Erasmus+ fördert mit der Leitaktion 2 nicht nur Schulpartnerschaften. Auch andere Akteure im Bereich der Schulbildung können für ihre europäische Zusammenarbeit in Konsortialprojekten Förderanträge stellen.

Europa fördert ihre Vernetzung: Immer mehr regionale Behörden aus dem Schulbereich arbeiten zusammen, um die Fortbildung und Weiterbildung von Lehrkräften zu verbessern oder die Schulpraxis zu modernisieren. Unterstützt durch das EU-Bildungsprogramm Erasmus+ entwickeln sie neue Unterrichtsmethoden zur besseren Nutzung von IKT, lernen von europäischen Partnern, wie Inklusion funktionieren kann, oder erproben Konzepte zur kindgerechten Organisation von Schule und Kindertagesstätte. Organisationen, die sich mit den Themen Bildung, Ausbildung und Jugend beschäftigen, können als Konsortialpartner einen Antrag stellen, um sich über bewährte Praxismodelle europaweit auszutauschen oder Innovationen für die Schulpraxis zu initiieren.

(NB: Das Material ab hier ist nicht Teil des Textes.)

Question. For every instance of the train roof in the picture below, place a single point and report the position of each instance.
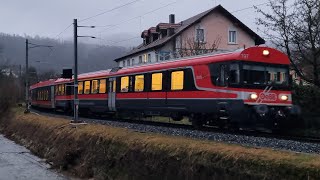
(49, 82)
(253, 54)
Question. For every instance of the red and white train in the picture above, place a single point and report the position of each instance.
(248, 87)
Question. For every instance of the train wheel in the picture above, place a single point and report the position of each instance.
(197, 121)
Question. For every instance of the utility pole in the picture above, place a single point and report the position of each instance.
(27, 70)
(27, 77)
(76, 100)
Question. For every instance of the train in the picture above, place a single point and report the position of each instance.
(244, 88)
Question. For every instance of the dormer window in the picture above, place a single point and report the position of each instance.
(232, 37)
(199, 35)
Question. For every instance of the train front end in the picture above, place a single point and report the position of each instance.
(265, 83)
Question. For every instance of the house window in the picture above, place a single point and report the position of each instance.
(200, 35)
(139, 83)
(156, 84)
(125, 84)
(232, 36)
(149, 58)
(177, 80)
(140, 59)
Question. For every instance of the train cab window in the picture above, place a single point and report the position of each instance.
(139, 83)
(177, 78)
(87, 87)
(156, 83)
(234, 74)
(124, 84)
(95, 87)
(102, 86)
(80, 87)
(63, 89)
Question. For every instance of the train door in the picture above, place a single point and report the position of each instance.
(112, 94)
(52, 97)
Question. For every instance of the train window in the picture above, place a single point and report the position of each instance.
(80, 87)
(95, 87)
(62, 89)
(177, 78)
(139, 83)
(87, 87)
(114, 87)
(125, 84)
(156, 83)
(102, 86)
(234, 74)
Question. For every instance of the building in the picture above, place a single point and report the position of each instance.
(211, 31)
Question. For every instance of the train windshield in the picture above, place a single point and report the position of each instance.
(265, 75)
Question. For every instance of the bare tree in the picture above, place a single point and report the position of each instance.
(295, 28)
(190, 47)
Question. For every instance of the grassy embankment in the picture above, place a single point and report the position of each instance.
(113, 153)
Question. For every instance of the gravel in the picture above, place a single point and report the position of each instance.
(250, 141)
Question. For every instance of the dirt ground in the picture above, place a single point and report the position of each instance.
(102, 152)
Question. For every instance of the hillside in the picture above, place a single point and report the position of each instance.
(91, 57)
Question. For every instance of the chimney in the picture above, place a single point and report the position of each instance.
(171, 19)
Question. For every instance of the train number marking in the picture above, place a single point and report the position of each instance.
(265, 96)
(245, 56)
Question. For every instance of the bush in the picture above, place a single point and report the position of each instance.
(8, 94)
(308, 98)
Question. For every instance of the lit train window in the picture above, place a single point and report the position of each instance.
(102, 86)
(62, 89)
(87, 87)
(80, 87)
(139, 83)
(177, 80)
(156, 84)
(95, 87)
(114, 87)
(125, 84)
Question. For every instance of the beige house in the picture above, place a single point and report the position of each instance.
(214, 30)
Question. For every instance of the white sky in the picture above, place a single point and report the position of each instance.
(47, 18)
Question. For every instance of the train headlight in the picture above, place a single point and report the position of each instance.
(266, 52)
(284, 97)
(253, 96)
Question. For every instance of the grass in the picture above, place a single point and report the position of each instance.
(111, 153)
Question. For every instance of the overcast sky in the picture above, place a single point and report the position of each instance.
(47, 18)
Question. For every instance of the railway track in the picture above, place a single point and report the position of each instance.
(302, 144)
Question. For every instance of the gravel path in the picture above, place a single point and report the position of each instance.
(251, 141)
(244, 140)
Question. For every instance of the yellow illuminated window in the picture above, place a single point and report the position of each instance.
(114, 87)
(139, 83)
(125, 84)
(59, 90)
(87, 87)
(156, 82)
(80, 87)
(177, 80)
(102, 86)
(62, 89)
(95, 87)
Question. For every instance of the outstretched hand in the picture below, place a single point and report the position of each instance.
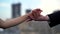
(35, 15)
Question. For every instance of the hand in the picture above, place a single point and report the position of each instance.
(35, 15)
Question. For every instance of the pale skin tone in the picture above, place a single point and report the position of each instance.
(37, 16)
(15, 21)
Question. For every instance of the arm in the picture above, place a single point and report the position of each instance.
(13, 22)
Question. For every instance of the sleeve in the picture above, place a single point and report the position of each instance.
(54, 19)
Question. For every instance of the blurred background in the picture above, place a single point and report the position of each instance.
(13, 8)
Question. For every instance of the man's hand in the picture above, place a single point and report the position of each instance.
(35, 15)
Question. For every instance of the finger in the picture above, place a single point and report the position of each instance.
(31, 16)
(28, 20)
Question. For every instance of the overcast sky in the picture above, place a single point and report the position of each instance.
(48, 6)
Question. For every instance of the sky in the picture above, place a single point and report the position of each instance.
(48, 6)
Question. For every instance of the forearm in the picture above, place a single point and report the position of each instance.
(43, 18)
(15, 21)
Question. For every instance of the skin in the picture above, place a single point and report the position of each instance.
(13, 22)
(37, 16)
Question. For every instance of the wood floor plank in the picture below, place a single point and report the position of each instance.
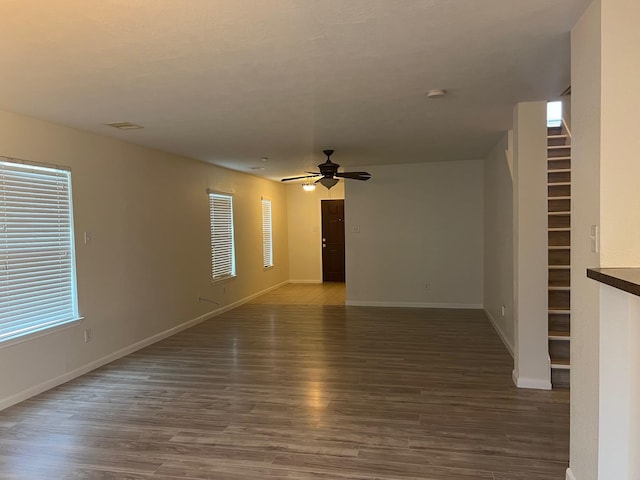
(297, 386)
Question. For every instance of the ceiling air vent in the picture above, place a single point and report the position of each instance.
(123, 125)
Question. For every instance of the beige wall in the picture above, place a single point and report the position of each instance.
(149, 257)
(498, 241)
(305, 230)
(419, 224)
(586, 99)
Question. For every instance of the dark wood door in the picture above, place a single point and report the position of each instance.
(333, 240)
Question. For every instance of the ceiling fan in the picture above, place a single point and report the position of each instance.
(329, 172)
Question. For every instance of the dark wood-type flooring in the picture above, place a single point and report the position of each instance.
(287, 387)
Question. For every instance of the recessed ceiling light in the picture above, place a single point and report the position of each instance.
(124, 125)
(436, 93)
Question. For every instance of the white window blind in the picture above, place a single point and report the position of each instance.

Konsortialpartnerschaften in der Leitaktion 2 (Erasmus+)  beantragen

Jetzt hat die EU-Kommission die Antragsformulare für Konsortialpartnerschaften in der Leitaktion 2 veröffentlicht. Damit können Akteure im Bereich Schulbildung wie zum Beispiel Universitäten, Lehrerfortbildungseinrichtungen oder Schulbehörden ab sofort und noch bis zum Antragsschluss am 24. März 2020 zusammen mit Schulen ein Projekt mit Partnern in europäischen Staaten beantragen und dabei Fördermittel bis zu 450.000 Euro erhalten. Ob es sich bei den Projekten hauptsächlich um Erfahrungsaustausch oder um die Entwicklung neuer Materialien für die schulische Bildung handelt: Die Chancen für eine Förderung in der Antragsrunde 2020 stehen sehr gut! Die Antragsformulare stehen ab sofort online zur Verfügung. Grundlegende Informationen über die Aktion gibt es auf der Website des PAD im Bereich "Strategische Partnerschaften".

Nutzen Sie die Projektskizzenberatung des PAD

Der PAD bietet auch eine Projektskizzenberatung an – wer das ausgefüllte Formular bis zum 3. Februar 2020 beim PAD einreicht, erhält eine persönliche telefonische Beratung zu dem geplanten Vorhaben. Anregungen für mögliche Themen geben die Steckbriefe und Websites geförderter Konsortialprojekte.